Un confinement délétère pour beaucoup, bénéfique pour d’autres

Dans la MHCYP, 54,2 % des jeunes de 11 à 16 ans présentant des problèmes de santé mentale probables ont déclaré que le confinement avait aggravé leur vie, mais 27,2 % ont déclaré qu’il l’avait améliorée.

L’urgence de résultats préliminaires

L’enquête 2020 du MHCYP bénéficie d’un vaste échantillon représentatif national et longitudinal couvrant l’enfance, l’adolescence et le jeune adulte. Elle utilise des mesures détaillées, validées et cohérentes. Ces premiers résultats descriptifs comparent des échantillons transversaux de jeunes de 5 à 16 ans, avant et pendant la pandémie, analysés rapidement afin de répondre au besoin urgent de comprendre la situation des enfants.

 

Des précisions à venir

Ce travail est loin d’être terminé. Des collectes de données supplémentaires et une série d’analyses longitudinales sont prévues. Elles viseront à améliorer la compréhension des différents effets de la pandémie, et permettront d’éclairer la politique, la mise en place et la pratique de réponses.
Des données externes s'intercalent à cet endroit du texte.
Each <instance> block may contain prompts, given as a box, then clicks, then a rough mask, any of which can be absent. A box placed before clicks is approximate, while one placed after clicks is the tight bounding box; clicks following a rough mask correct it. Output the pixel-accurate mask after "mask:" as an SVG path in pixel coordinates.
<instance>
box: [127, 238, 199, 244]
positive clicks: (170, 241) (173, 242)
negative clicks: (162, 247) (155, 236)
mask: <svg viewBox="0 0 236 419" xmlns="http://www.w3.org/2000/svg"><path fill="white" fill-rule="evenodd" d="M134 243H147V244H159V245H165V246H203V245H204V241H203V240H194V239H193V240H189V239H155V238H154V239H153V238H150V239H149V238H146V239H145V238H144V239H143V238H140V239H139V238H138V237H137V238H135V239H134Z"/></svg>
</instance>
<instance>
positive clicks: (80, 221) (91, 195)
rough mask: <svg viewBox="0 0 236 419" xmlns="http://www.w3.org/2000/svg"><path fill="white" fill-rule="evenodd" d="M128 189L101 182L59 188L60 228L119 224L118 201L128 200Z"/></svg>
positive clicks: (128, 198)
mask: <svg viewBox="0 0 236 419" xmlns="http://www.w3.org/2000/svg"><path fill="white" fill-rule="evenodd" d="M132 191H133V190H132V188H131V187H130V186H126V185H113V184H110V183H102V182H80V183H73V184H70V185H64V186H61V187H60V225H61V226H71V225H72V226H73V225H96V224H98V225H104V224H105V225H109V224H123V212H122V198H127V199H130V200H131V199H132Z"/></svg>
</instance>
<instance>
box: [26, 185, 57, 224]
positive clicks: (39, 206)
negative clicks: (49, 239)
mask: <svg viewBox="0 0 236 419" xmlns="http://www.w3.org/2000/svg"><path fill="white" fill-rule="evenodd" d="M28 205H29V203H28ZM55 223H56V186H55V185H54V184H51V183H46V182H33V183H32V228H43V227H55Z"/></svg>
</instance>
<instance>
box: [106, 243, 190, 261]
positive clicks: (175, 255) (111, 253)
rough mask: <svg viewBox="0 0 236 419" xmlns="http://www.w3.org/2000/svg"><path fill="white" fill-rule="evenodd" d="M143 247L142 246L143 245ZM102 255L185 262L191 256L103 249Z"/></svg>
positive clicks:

La mise en relation des réponses à l’enquête avec les dossiers administratifs – tels que le National Pupil Dataset – est urgente pour améliorer la compréhension de l’effet de la pandémie sur la santé mentale des enfants, et sur leur accès à l’éducation et aux services au fil du temps. Une énorme quantité de travail et un véritable engagement de la part des enfants et des jeunes ont sous-tendu l’enquête initiale et ce premier suivi.  Il existe donc un impératif moral d’en tirer le maximum d’enseignements pour améliorer la santé et le bien-être de la prochaine génération.

 

 

RéférenceNewlove-Delgado T, McManus S, Sadler K, Thandi S, Vizard T, Cartwright C, Ford T;

Mental Health of Children and Young People group. Child mental health in England before and during the COVID-19 lockdown.

Lancet Psychiatry. 2021 Jan 11:S2215-0366(20)30570-8. doi: 10.1016/S2215-0366(20)30570-8. Epub ahead of print. PMID: 33444548.